Off-topic, but here's an oversimplified idea from gender psychology: apparently men and women have differences in how they navigate. Studies and experiments show men tend to rely on turns and distances (more often) whereas women use landmarks (more often). I wouldn't completely redesign systems on this observation--if you read the brief on a Netherlands parking lot experiment, you'll see they were careful to say "women reported more landmarks in their route descriptions than men, whereas men used metric terms more often than women." Before assuming men are better at navigating than women, read a more holistic perspective that hints we need both and another point that the difference might not even be because of evolution.
So let's expand the Parking Garage metaphor to software with development environments. First imagine a parking lot that changes over time. Your team is responsible for designing, building, and updating this parking lot in near real time. First add multiple floors then replicate it so you also have a "development" parking structure, a test version to make sure your design changes work, and a near-duplicate dress rehearsal parking lot where you accept changes.

In Tridion terms, take 3 or 4 CMS environments times 2 or 3 target types to get 6 to 12 combinations. Add BluePrinting (floors in our metaphor) and you can easily get lost without the right tools and practices. This is ignoring scenarios where a new cloud instance is just a right-click away.

Here are some practices to avoid or reduce the Parking Lot problem with Tridion setups.

Don't Lose Your Car

Visual Hints

Ask your team to skin your CMS environments. It doesn't have to be a big front-end effort, but make the environments different. At the minimum replace the landing page set in the default Custom Page.

Examples:
  • Tridionaut Mihai went dark a few holidays back
  • I "branded" or skinned the Content Manager Explorer with a different logo and set the CMS name
  • Find non-Tridion examples in the real world anywhere you see a themed parking lot, floor-specific decorations, and/or colors.
At my last trip, the hotel kindly added floor-specific art work to let hotel guests know what floor they were on. 

XPM Button

Use Experience Manager (XPM). In addition to letting you start XPM, the Tridion button basically says "this is not Live."

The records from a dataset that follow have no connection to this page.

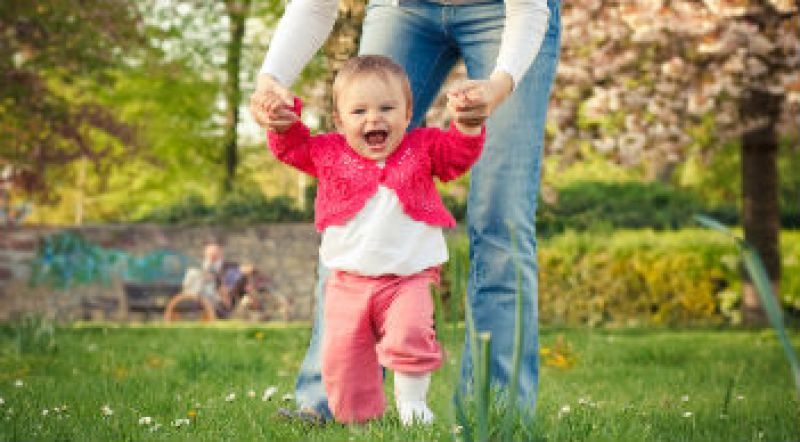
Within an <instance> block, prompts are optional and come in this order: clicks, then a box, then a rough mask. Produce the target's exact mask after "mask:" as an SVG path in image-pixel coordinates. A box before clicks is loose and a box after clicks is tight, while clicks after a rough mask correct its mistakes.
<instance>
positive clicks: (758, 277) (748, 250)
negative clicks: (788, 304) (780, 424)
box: [694, 215, 800, 399]
mask: <svg viewBox="0 0 800 442" xmlns="http://www.w3.org/2000/svg"><path fill="white" fill-rule="evenodd" d="M694 218H695V219H696V220H697V221H698V222H699V223H700V224H703V225H705V226H706V227H710V228H712V229H714V230H716V231H718V232H721V233H724V234H726V235H728V236H730V237H732V238H733V239H734V240H735V242H736V245H737V247H738V248H739V253H740V254H741V255H742V262H743V263H744V267H745V269H746V270H747V273H748V274H749V275H750V279H751V280H752V282H753V285H754V286H755V288H756V293H757V294H758V297H759V300H760V301H761V306H762V307H763V308H764V311H765V312H766V314H767V319H769V322H770V324H771V325H772V327H773V328H774V329H775V332H776V334H777V335H778V340H779V341H780V343H781V345H782V346H783V351H784V353H785V354H786V358H787V359H788V360H789V365H790V367H791V369H792V375H793V376H794V382H795V388H796V390H797V391H796V393H797V397H798V399H800V363H799V362H798V360H797V353H796V352H795V350H794V347H792V344H791V342H790V341H789V336H788V335H787V333H786V327H785V326H784V323H783V310H782V309H781V306H780V305H779V304H778V297H777V296H776V295H775V291H774V290H773V287H772V282H771V281H770V279H769V276H768V275H767V270H766V268H765V267H764V263H763V262H762V261H761V257H760V256H759V255H758V252H757V251H756V249H755V248H754V247H753V246H751V245H750V244H749V243H747V241H745V240H743V239H741V238H739V237H737V236H736V235H734V234H733V232H732V231H731V230H730V229H728V228H727V227H725V226H724V225H722V224H721V223H719V222H717V221H716V220H714V219H711V218H709V217H707V216H703V215H695V217H694Z"/></svg>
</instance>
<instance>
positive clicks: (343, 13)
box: [320, 0, 366, 132]
mask: <svg viewBox="0 0 800 442" xmlns="http://www.w3.org/2000/svg"><path fill="white" fill-rule="evenodd" d="M365 4H366V1H365V0H340V1H339V15H338V17H337V19H336V24H335V25H334V27H333V32H331V35H330V37H329V38H328V41H327V42H326V43H325V47H324V50H325V58H326V60H327V63H328V78H327V79H326V82H325V83H326V84H332V83H333V79H334V77H335V76H336V73H337V72H339V69H340V68H341V67H342V65H343V64H344V62H346V61H347V60H348V59H349V58H351V57H353V56H355V55H356V54H357V53H358V43H359V41H360V39H361V23H362V22H363V21H364V12H365ZM331 89H332V88H330V87H326V88H325V97H324V99H323V103H324V106H325V109H324V110H323V112H322V118H321V120H320V130H322V131H323V132H330V131H332V130H334V125H333V112H332V111H333V108H332V105H333V96H332V95H331V93H332V90H331Z"/></svg>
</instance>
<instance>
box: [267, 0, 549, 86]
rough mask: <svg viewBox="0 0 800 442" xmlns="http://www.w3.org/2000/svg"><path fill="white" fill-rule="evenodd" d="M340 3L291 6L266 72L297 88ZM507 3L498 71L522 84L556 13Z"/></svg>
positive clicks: (323, 0) (310, 4)
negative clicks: (505, 73)
mask: <svg viewBox="0 0 800 442" xmlns="http://www.w3.org/2000/svg"><path fill="white" fill-rule="evenodd" d="M338 4H339V2H338V0H293V1H292V2H291V3H289V5H287V6H286V11H285V12H284V14H283V17H281V20H280V22H279V23H278V26H277V28H276V29H275V34H274V35H273V37H272V41H271V42H270V46H269V50H268V51H267V55H266V56H265V57H264V63H263V65H262V66H261V73H266V74H271V75H273V76H274V77H275V78H276V79H277V80H278V82H280V83H281V84H282V85H283V86H285V87H289V86H291V85H292V83H294V81H295V80H296V79H297V77H298V75H300V71H302V70H303V68H304V67H305V65H306V64H307V63H308V61H309V60H311V57H313V56H314V54H315V53H316V52H317V50H318V49H319V48H320V47H321V46H322V44H323V43H324V42H325V40H326V39H327V38H328V35H329V34H330V33H331V30H332V29H333V23H334V22H335V21H336V14H337V11H338ZM505 5H506V19H505V26H504V28H503V36H502V37H501V42H500V51H499V54H498V56H497V60H496V62H495V69H494V70H495V71H502V72H506V73H508V74H509V75H511V77H512V78H513V79H514V85H515V86H516V85H517V84H518V83H519V80H520V78H522V76H523V75H524V74H525V72H526V71H527V70H528V67H529V66H530V64H531V63H532V62H533V59H534V58H536V54H537V53H538V52H539V47H540V46H541V44H542V39H543V38H544V34H545V31H546V30H547V19H548V17H549V15H550V10H549V9H548V8H547V0H505ZM398 38H400V36H398Z"/></svg>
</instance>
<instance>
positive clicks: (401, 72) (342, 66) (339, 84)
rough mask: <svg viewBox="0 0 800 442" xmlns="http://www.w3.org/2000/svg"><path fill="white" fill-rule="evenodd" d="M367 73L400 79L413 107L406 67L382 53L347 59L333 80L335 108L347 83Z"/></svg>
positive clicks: (387, 78) (333, 103) (408, 103)
mask: <svg viewBox="0 0 800 442" xmlns="http://www.w3.org/2000/svg"><path fill="white" fill-rule="evenodd" d="M365 75H375V76H377V77H378V78H380V79H382V80H387V81H388V80H389V78H392V77H394V78H396V79H397V80H399V81H400V83H401V84H402V88H403V94H404V95H405V97H406V104H407V105H408V108H409V109H411V102H412V98H411V84H410V83H409V81H408V75H406V71H405V69H403V67H402V66H400V65H399V64H397V63H395V62H394V61H392V59H390V58H389V57H384V56H382V55H359V56H357V57H353V58H351V59H350V60H347V62H345V64H344V65H342V68H341V69H339V72H338V73H337V74H336V79H335V80H334V81H333V109H334V110H336V103H337V98H338V96H339V93H340V92H341V91H342V88H344V87H345V85H347V84H349V83H350V82H351V81H353V80H355V79H357V78H358V77H362V76H365Z"/></svg>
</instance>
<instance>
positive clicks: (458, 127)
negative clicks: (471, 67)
mask: <svg viewBox="0 0 800 442" xmlns="http://www.w3.org/2000/svg"><path fill="white" fill-rule="evenodd" d="M488 92H489V91H488V85H487V84H486V81H484V80H468V81H466V82H464V83H461V84H458V85H456V86H454V87H452V88H450V90H449V91H448V92H447V110H448V111H449V112H450V115H451V117H452V118H453V122H454V123H455V125H456V127H457V128H458V130H460V131H461V132H464V133H467V134H478V133H480V131H481V127H482V126H483V124H484V123H485V122H486V119H487V118H489V112H490V110H491V109H490V107H489V100H488Z"/></svg>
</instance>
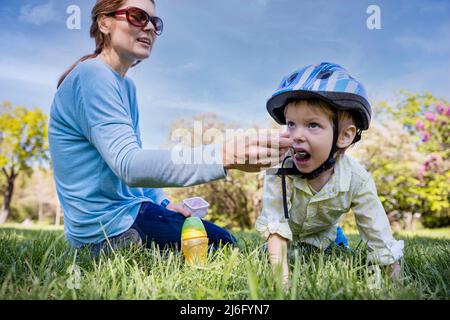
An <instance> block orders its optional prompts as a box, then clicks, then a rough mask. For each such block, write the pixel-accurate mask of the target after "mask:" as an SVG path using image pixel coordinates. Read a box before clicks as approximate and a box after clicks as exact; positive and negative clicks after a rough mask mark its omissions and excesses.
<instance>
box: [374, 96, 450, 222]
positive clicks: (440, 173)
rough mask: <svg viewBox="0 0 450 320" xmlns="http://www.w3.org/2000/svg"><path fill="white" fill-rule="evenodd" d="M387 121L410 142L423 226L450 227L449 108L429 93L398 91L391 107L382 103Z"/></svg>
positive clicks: (385, 103) (388, 104) (416, 188)
mask: <svg viewBox="0 0 450 320" xmlns="http://www.w3.org/2000/svg"><path fill="white" fill-rule="evenodd" d="M382 107H383V110H385V111H386V113H387V115H388V116H390V118H391V119H394V120H395V121H398V122H399V123H401V124H402V125H403V128H404V130H405V131H406V132H407V133H408V134H409V135H410V136H411V137H412V138H413V139H414V141H415V146H416V148H417V151H418V152H419V153H420V154H421V163H420V166H419V167H418V169H417V172H416V177H417V179H418V184H417V187H418V188H416V190H415V192H416V194H415V197H417V199H419V201H420V205H421V210H422V213H423V223H424V225H425V226H427V227H441V226H448V225H450V192H449V190H450V105H449V104H448V101H445V100H442V99H438V98H436V97H434V96H433V95H431V94H430V93H425V94H412V93H408V92H402V93H401V96H400V97H399V99H398V100H397V101H396V102H394V104H393V105H392V104H388V103H383V104H382Z"/></svg>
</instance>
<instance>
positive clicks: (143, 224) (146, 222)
mask: <svg viewBox="0 0 450 320" xmlns="http://www.w3.org/2000/svg"><path fill="white" fill-rule="evenodd" d="M185 219H186V217H185V216H183V215H182V214H181V213H178V212H175V211H172V210H169V209H166V208H164V207H162V206H160V205H157V204H155V203H153V202H142V204H141V208H140V209H139V213H138V215H137V218H136V220H135V221H134V224H133V225H132V226H131V228H134V229H136V230H137V231H138V233H139V235H140V236H141V238H142V241H143V243H144V244H145V245H146V246H148V247H149V246H150V245H151V243H152V241H153V242H154V243H155V244H157V245H159V247H160V249H163V248H164V247H165V246H170V247H176V248H178V249H181V228H182V226H183V223H184V220H185ZM202 221H203V225H204V226H205V229H206V233H207V234H208V238H209V244H210V246H211V245H212V247H213V248H214V249H217V247H218V246H219V245H220V244H222V245H225V244H232V245H236V244H237V241H236V238H235V237H234V236H233V235H232V234H231V233H230V232H229V231H227V230H226V229H224V228H221V227H219V226H217V225H215V224H214V223H212V222H209V221H206V220H202Z"/></svg>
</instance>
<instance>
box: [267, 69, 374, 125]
mask: <svg viewBox="0 0 450 320" xmlns="http://www.w3.org/2000/svg"><path fill="white" fill-rule="evenodd" d="M311 98H319V99H322V100H324V101H325V102H327V103H329V104H330V105H331V106H333V107H335V108H336V109H339V110H348V111H350V112H354V113H355V114H356V115H357V120H358V121H357V123H356V127H357V128H358V129H361V130H367V129H368V128H369V123H370V118H371V113H372V112H371V108H370V104H369V102H368V98H367V93H366V90H365V89H364V86H363V85H362V84H361V83H360V82H358V81H357V80H355V79H354V78H353V77H352V76H351V75H350V74H349V73H348V72H347V70H345V69H344V68H343V67H341V66H340V65H338V64H335V63H330V62H322V63H320V64H318V65H310V66H307V67H304V68H301V69H298V70H296V71H294V72H292V73H291V74H289V75H288V76H286V77H284V78H283V80H282V81H281V83H280V85H279V86H278V88H277V90H276V91H275V93H274V94H273V95H272V97H271V98H270V99H269V100H268V101H267V111H269V114H270V115H271V116H272V118H274V119H275V121H276V122H277V123H279V124H286V118H285V117H284V107H285V106H286V105H287V104H288V102H289V101H288V100H289V99H311Z"/></svg>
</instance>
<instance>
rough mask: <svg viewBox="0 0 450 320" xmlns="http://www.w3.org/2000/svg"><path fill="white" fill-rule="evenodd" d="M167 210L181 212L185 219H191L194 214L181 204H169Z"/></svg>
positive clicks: (173, 203)
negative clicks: (184, 217)
mask: <svg viewBox="0 0 450 320" xmlns="http://www.w3.org/2000/svg"><path fill="white" fill-rule="evenodd" d="M166 208H167V209H169V210H172V211H175V212H179V213H181V214H182V215H183V216H185V217H190V216H191V214H192V212H191V211H189V210H188V209H186V208H185V207H183V205H182V204H181V203H169V204H168V205H167V207H166Z"/></svg>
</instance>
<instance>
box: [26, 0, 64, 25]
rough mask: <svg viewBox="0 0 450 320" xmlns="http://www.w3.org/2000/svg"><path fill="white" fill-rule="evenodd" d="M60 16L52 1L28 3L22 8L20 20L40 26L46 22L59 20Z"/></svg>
mask: <svg viewBox="0 0 450 320" xmlns="http://www.w3.org/2000/svg"><path fill="white" fill-rule="evenodd" d="M58 16H59V14H58V12H57V11H56V10H55V8H54V7H53V3H51V2H48V3H45V4H42V5H36V6H32V5H31V4H26V5H24V6H22V7H21V8H20V16H19V21H21V22H25V23H30V24H34V25H37V26H40V25H43V24H45V23H49V22H54V21H59V20H60V19H59V18H58Z"/></svg>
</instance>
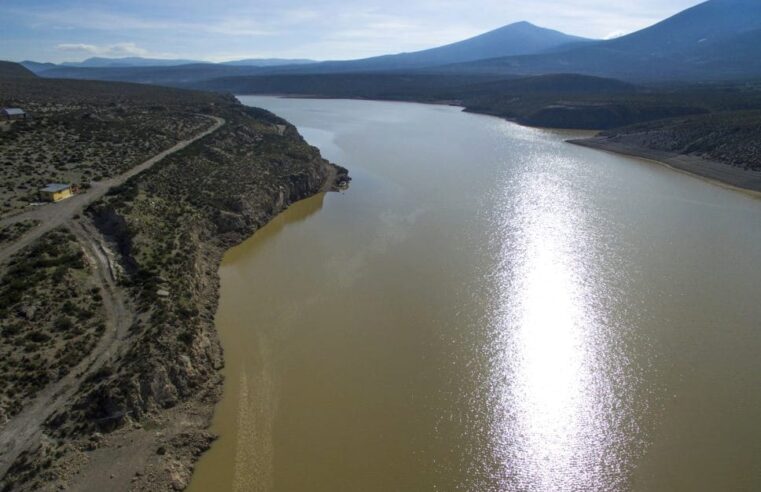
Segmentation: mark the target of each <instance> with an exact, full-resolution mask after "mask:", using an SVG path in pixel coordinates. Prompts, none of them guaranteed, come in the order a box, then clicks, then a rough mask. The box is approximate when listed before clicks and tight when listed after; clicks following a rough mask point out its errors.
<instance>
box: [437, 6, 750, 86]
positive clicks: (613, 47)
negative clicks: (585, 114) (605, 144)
mask: <svg viewBox="0 0 761 492" xmlns="http://www.w3.org/2000/svg"><path fill="white" fill-rule="evenodd" d="M437 70H439V71H441V72H449V73H459V74H462V73H489V74H511V75H517V74H520V75H540V74H548V73H558V72H574V73H581V74H588V75H598V76H604V77H618V78H622V79H628V80H637V81H659V80H703V81H707V80H722V79H723V80H730V79H738V78H744V77H758V76H761V1H759V0H711V1H708V2H705V3H702V4H700V5H697V6H695V7H692V8H690V9H687V10H685V11H683V12H681V13H679V14H677V15H675V16H673V17H671V18H669V19H666V20H664V21H663V22H660V23H658V24H656V25H654V26H651V27H649V28H646V29H643V30H641V31H638V32H635V33H633V34H629V35H628V36H623V37H620V38H617V39H613V40H609V41H599V42H595V43H588V44H586V45H582V46H575V47H571V48H569V49H567V50H560V51H556V52H554V53H543V54H534V55H530V56H510V57H500V58H492V59H485V60H477V61H474V62H470V63H465V64H456V65H450V66H447V67H438V68H437Z"/></svg>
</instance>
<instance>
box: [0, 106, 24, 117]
mask: <svg viewBox="0 0 761 492" xmlns="http://www.w3.org/2000/svg"><path fill="white" fill-rule="evenodd" d="M2 112H3V113H5V114H7V115H8V116H21V115H23V114H26V112H24V110H23V109H21V108H3V109H2Z"/></svg>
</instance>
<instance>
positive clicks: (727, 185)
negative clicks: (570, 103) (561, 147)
mask: <svg viewBox="0 0 761 492" xmlns="http://www.w3.org/2000/svg"><path fill="white" fill-rule="evenodd" d="M567 142H568V143H571V144H574V145H580V146H582V147H589V148H592V149H598V150H604V151H608V152H613V153H616V154H622V155H628V156H632V157H639V158H641V159H646V160H649V161H653V162H657V163H659V164H662V165H665V166H667V167H670V168H672V169H674V170H676V171H680V172H683V173H687V174H690V175H692V176H695V177H698V178H701V179H704V180H706V181H709V182H711V183H714V184H718V185H720V186H723V187H725V188H731V189H734V190H737V191H742V192H746V193H749V194H751V195H753V196H756V197H759V198H761V172H759V171H749V170H746V169H742V168H739V167H736V166H732V165H730V164H725V163H722V162H719V161H713V160H709V159H704V158H702V157H698V156H694V155H685V154H674V153H671V152H664V151H660V150H654V149H648V148H645V147H639V146H634V145H627V144H624V143H621V142H615V141H613V140H611V139H610V138H608V137H593V138H584V139H577V140H568V141H567Z"/></svg>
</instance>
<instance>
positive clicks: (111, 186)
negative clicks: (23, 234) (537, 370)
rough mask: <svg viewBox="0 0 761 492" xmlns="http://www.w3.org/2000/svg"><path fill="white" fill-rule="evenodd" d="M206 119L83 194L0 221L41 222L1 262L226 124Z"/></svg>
mask: <svg viewBox="0 0 761 492" xmlns="http://www.w3.org/2000/svg"><path fill="white" fill-rule="evenodd" d="M209 118H211V119H213V120H214V122H215V123H214V125H213V126H212V127H211V128H209V129H207V130H204V131H203V132H201V133H199V134H198V135H196V136H194V137H193V138H190V139H187V140H183V141H181V142H179V143H178V144H177V145H175V146H174V147H172V148H170V149H167V150H165V151H164V152H161V153H160V154H157V155H155V156H153V157H152V158H150V159H148V160H147V161H145V162H143V163H142V164H140V165H138V166H135V167H133V168H132V169H130V170H129V171H127V172H126V173H124V174H120V175H119V176H115V177H113V178H110V179H106V180H103V181H99V182H96V183H93V185H92V187H91V188H90V189H89V190H87V191H86V192H85V193H80V194H78V195H75V196H74V197H72V198H69V199H68V200H64V201H62V202H59V203H52V204H49V205H42V206H39V207H37V208H34V209H32V210H29V211H26V212H23V213H20V214H16V215H14V216H11V217H7V218H5V219H2V220H0V227H3V226H7V225H10V224H14V223H16V222H21V221H24V220H38V221H40V225H39V226H37V227H35V228H33V229H32V230H30V231H29V232H28V233H26V234H25V235H23V236H22V237H20V238H19V239H18V240H17V241H14V242H13V243H12V244H10V245H8V246H6V247H5V248H3V249H2V250H0V264H2V263H5V262H6V261H8V259H10V257H11V256H13V255H14V254H16V253H18V252H19V251H21V250H22V249H24V248H25V247H26V246H28V245H30V244H31V243H33V242H34V241H35V240H37V239H39V238H40V237H42V236H43V235H44V234H45V233H46V232H50V231H52V230H53V229H55V228H57V227H60V226H61V225H63V224H64V223H65V222H66V221H67V220H69V219H71V218H72V217H74V216H75V215H77V214H79V213H81V212H82V211H83V210H84V209H85V208H87V206H89V205H90V204H91V203H93V202H95V201H96V200H98V199H100V198H102V197H103V195H105V194H106V193H107V192H108V190H110V189H111V188H113V187H115V186H119V185H121V184H124V183H125V182H126V181H127V180H128V179H130V178H131V177H133V176H135V175H137V174H140V173H141V172H143V171H145V170H147V169H150V168H151V167H153V166H154V165H155V164H156V163H158V162H160V161H161V160H162V159H164V158H165V157H167V156H169V155H172V154H174V153H176V152H179V151H180V150H182V149H184V148H185V147H187V146H188V145H190V144H192V143H194V142H196V141H198V140H200V139H202V138H204V137H206V136H207V135H210V134H212V133H214V132H216V131H217V130H219V129H220V128H221V127H222V125H224V124H225V120H224V119H222V118H219V117H216V116H209Z"/></svg>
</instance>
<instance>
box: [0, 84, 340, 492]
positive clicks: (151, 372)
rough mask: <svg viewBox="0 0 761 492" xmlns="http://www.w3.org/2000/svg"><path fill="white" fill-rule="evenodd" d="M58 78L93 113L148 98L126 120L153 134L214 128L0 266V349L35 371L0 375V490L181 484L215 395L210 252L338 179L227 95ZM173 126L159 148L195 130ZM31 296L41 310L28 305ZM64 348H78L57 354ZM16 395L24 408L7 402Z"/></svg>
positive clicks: (8, 364)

Naming Conventions and Structural Differences

Ask IT Operations to replace IP addresses with domain names when possible. Use a naming convention to easily identify or switch between URLs. For example you might have subdomain a such as dev, test, qa, or accept. Production might just be "cms." For example, the SDL Web Professional Services training environment has:
  • CMS.Electridion.com for the CMS
  • Staging.Electridion.com as the Staging US English site
  • www.Electridion.com as the "Live" US English site
Though you might localize folder names (if following this advice to not rely on naming conventions from Ant P), which is similar to re-arranging the furniture on a floor, this might impact templates that rely on paths and make porting content harder.

Use Tridion's GPS and Browser Search

Within a given CMS environment, use Tridion's version of GPS: the BluePrint Viewer. This pop-up lets you quickly see where an item is created (which Publication) as well as how its been shared or localized in child Publications.

Interestingly enough, I don't see Power Users actually using the viewer much. In terms of the Parking Garage and multi-floor building analogy, I think it's because you eventually become familiar with an environment and its organization, including Publications, Folders, and Structure Groups.
When you first arrive somewhere you might ask, "where's the bathroom." But once you're familiar with a place you don't have to ask anymore.